Freedom [104]
“What’s up,” Katz said.
“What’s up with you?” Walter countered with giddy niceness. “It seems like you’ve been everywhere.”
“Yeah, really singing the body electric. Heady times here.”
“Tripping the light fantastic.”
“Exactly. In a Dade County jail cell.”
“Yeah, I read about that. What on earth were you doing in Florida anyway?”
“South American chick I mistook for a human being.”
“I figured it was all part of the fame thing,” Walter said. “ ‘Fame requires every sort of excess.’ I remembered we used to talk about that.”

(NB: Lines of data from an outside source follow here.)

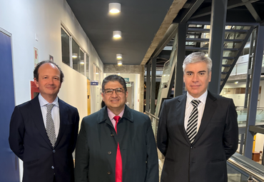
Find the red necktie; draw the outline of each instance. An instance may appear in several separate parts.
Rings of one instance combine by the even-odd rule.
[[[117,123],[120,119],[119,116],[113,117],[116,120],[116,132],[117,134]],[[120,153],[119,143],[117,144],[116,158],[116,182],[122,182],[122,158],[121,153]]]

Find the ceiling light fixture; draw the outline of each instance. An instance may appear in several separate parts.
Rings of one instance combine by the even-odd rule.
[[[113,37],[116,39],[118,39],[121,37],[121,31],[113,31]]]
[[[122,54],[116,54],[116,59],[122,59]]]
[[[72,57],[73,58],[77,58],[77,56],[78,56],[78,54],[77,53],[73,53],[73,54],[72,54]]]
[[[121,11],[121,4],[119,3],[109,3],[109,12],[118,14]]]
[[[122,66],[122,61],[117,61],[117,65],[118,66]]]

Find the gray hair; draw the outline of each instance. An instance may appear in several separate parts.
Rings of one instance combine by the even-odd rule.
[[[188,64],[198,62],[205,62],[207,65],[208,73],[212,71],[212,59],[210,59],[210,57],[206,56],[204,52],[193,52],[192,54],[188,55],[188,56],[183,61],[183,73]]]

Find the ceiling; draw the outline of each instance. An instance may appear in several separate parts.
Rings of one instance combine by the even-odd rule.
[[[66,0],[104,64],[141,64],[173,0]],[[116,15],[108,13],[108,4],[121,4]],[[122,38],[113,39],[113,31]]]
[[[172,45],[161,42],[173,24],[188,21],[210,22],[212,0],[66,0],[104,64],[116,64],[116,54],[124,65],[145,64],[160,49],[157,61],[168,60]],[[121,4],[118,15],[108,14],[108,4]],[[228,0],[227,22],[264,23],[264,0]],[[122,38],[113,39],[113,31]],[[157,63],[158,65],[158,63]]]

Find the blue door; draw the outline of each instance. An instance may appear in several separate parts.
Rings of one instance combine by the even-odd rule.
[[[11,37],[0,30],[0,181],[19,182],[19,159],[9,148],[11,116],[15,106]]]

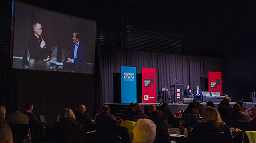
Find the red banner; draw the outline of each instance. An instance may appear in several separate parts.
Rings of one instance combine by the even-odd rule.
[[[209,91],[220,92],[221,94],[221,72],[208,72]]]
[[[142,68],[142,103],[156,103],[156,69]]]

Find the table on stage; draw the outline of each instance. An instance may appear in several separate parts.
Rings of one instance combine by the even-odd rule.
[[[157,96],[157,101],[159,100],[161,98],[163,99],[163,101],[169,101],[172,100],[170,91],[159,91]]]
[[[189,142],[186,128],[184,128],[183,135],[176,134],[176,130],[179,130],[178,128],[169,128],[168,130],[170,138],[175,139],[177,142]]]

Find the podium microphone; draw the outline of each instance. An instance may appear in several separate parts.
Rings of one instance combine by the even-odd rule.
[[[42,37],[41,36],[41,39],[42,39],[42,41],[44,41],[44,39],[42,39]],[[46,44],[46,43],[45,43]],[[45,48],[46,48],[46,45],[45,45]]]

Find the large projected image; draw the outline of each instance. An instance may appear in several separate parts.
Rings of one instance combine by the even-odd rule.
[[[96,21],[14,2],[13,68],[93,74]]]

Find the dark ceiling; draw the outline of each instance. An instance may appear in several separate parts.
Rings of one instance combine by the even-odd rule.
[[[138,23],[143,22],[166,25],[175,30],[169,34],[184,37],[183,54],[237,56],[256,53],[256,1],[20,1],[95,20],[99,31],[120,33],[127,23],[140,28]],[[11,1],[4,5],[6,12],[1,12],[2,17],[11,19]]]

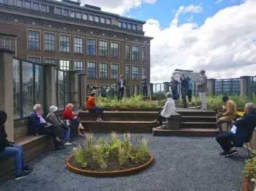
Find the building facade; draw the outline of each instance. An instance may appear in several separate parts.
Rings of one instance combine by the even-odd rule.
[[[145,23],[69,0],[0,0],[0,47],[85,73],[88,88],[115,83],[123,74],[133,94],[143,76],[150,80],[152,38],[144,36]]]

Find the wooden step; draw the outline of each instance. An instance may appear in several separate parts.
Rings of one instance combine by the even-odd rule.
[[[189,136],[215,137],[218,132],[214,129],[181,128],[179,130],[163,130],[153,128],[153,136]]]

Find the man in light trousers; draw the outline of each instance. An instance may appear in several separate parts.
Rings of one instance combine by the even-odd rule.
[[[197,86],[202,101],[202,110],[207,110],[206,93],[208,92],[208,79],[204,70],[200,71],[200,75],[201,76],[200,82],[197,84]]]

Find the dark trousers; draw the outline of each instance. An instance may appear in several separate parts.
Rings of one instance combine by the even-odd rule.
[[[160,115],[160,113],[161,113],[161,111],[160,111],[159,112],[159,115],[157,116],[157,121],[159,121],[160,126],[163,125],[163,116],[161,115]]]
[[[147,86],[143,86],[142,91],[143,92],[143,96],[146,95],[146,97],[148,96],[148,87]]]
[[[225,152],[228,152],[233,145],[231,142],[234,140],[235,134],[231,132],[221,133],[217,135],[216,140]]]
[[[122,100],[123,97],[123,92],[125,91],[125,88],[120,88],[118,91],[118,100]]]
[[[189,98],[189,102],[191,102],[191,98],[192,98],[192,90],[189,90],[189,92],[187,93],[187,97]]]
[[[91,108],[89,110],[89,112],[90,113],[97,113],[97,115],[99,117],[103,116],[103,108],[101,107],[95,107],[94,108]]]

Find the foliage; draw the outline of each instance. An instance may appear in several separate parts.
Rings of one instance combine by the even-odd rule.
[[[118,135],[113,132],[109,142],[100,138],[97,144],[94,143],[92,133],[87,133],[86,137],[86,146],[82,148],[79,145],[74,148],[75,162],[79,167],[86,168],[89,165],[86,162],[87,157],[93,158],[102,170],[108,167],[113,160],[118,160],[120,166],[127,163],[143,163],[148,160],[147,140],[145,139],[141,139],[133,147],[130,133],[124,133],[123,140],[120,140]]]

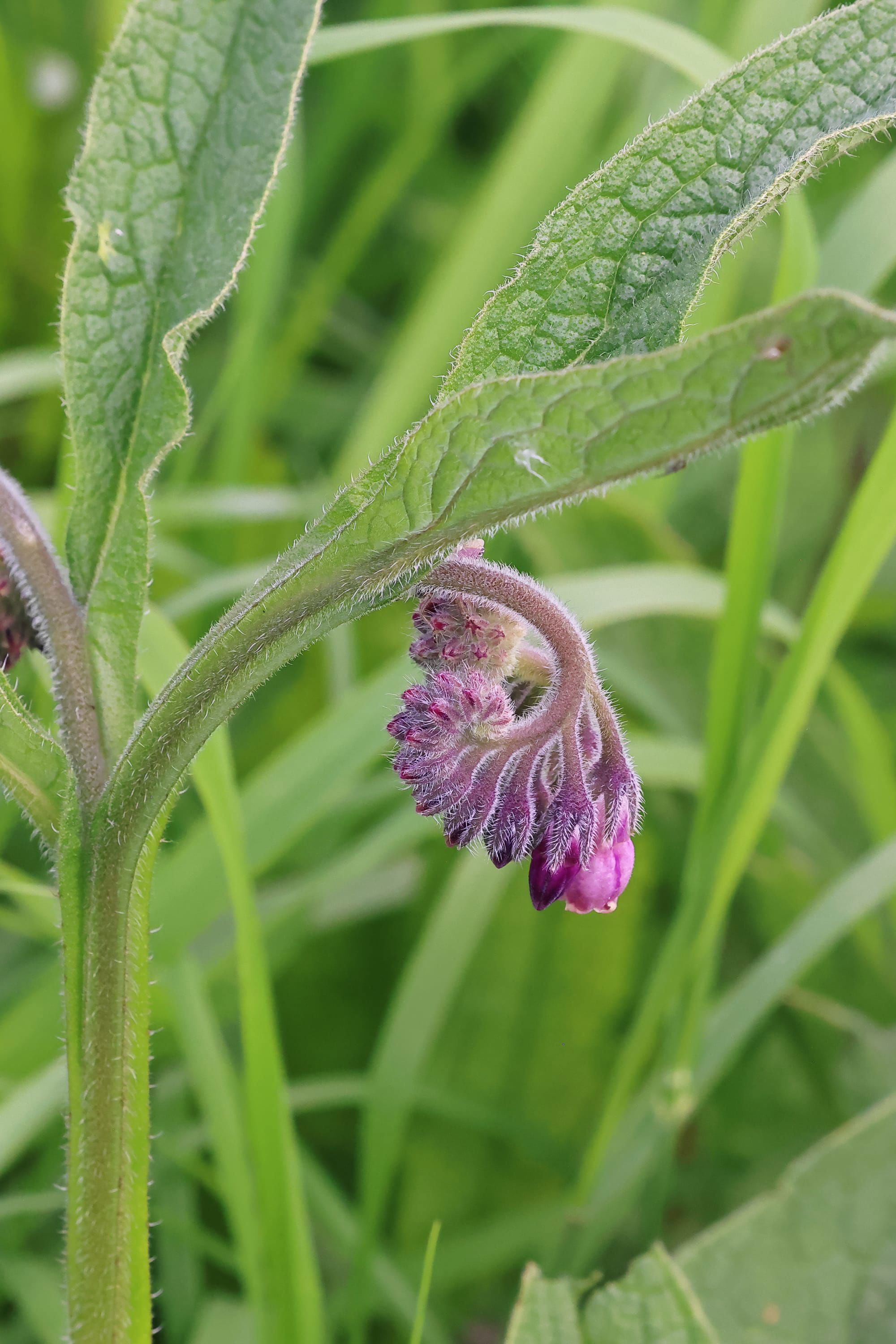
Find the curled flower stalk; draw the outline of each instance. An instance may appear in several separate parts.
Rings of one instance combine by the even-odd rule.
[[[562,898],[580,914],[615,910],[641,789],[584,633],[481,543],[418,591],[411,657],[426,680],[388,724],[418,812],[443,817],[450,845],[482,839],[497,867],[529,857],[536,910]]]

“Well, fortunately, I’m past having to deal with it. I’ve stepped off the bus.”
“What do you mean?”
“I’m building decks again.”
“Decks? Are you kidding? That’s crazy! You should be out trashing hotel rooms and recording your most repellent fuck-you songs ever.”
“Tired moves, man. I’m doing the only honorable thing I can think of.”
“But that’s such a waste!”
“Be careful what you say. You might offend me.”
“Seriously, Richard, you’re a great talent. You can’t just stop because people happened to like one of your records.”
“ ‘Great talent.’ That’s like calling somebody a genius at tic-tac-toe. We’re talking about pop music here.”
“Wow, wow, wow,” Walter said. “This is not what I expected to be hearing. I thought you’d be finishing a record and getting ready for more touring. I would have called you sooner if I’d known you were building decks. I was trying not to bother you.”
“You never have to feel that.”
“Well, I never heard from you, I figured you were busy.”
“Mea culpa,” Katz said. “How are you guys doing? Everything OK with you?”
“More or less. You know we moved to Washington, right?”
Katz closed his eyes and flogged his neurons to produce a confirming memory of this. “Yes,” he said. “I think I knew that.”
“Well, things have gotten somewhat complex here, it turns out. In fact, that’s what prompted me to call. I have a proposal for you. Do you have some time tomorrow afternoon? On the late side?”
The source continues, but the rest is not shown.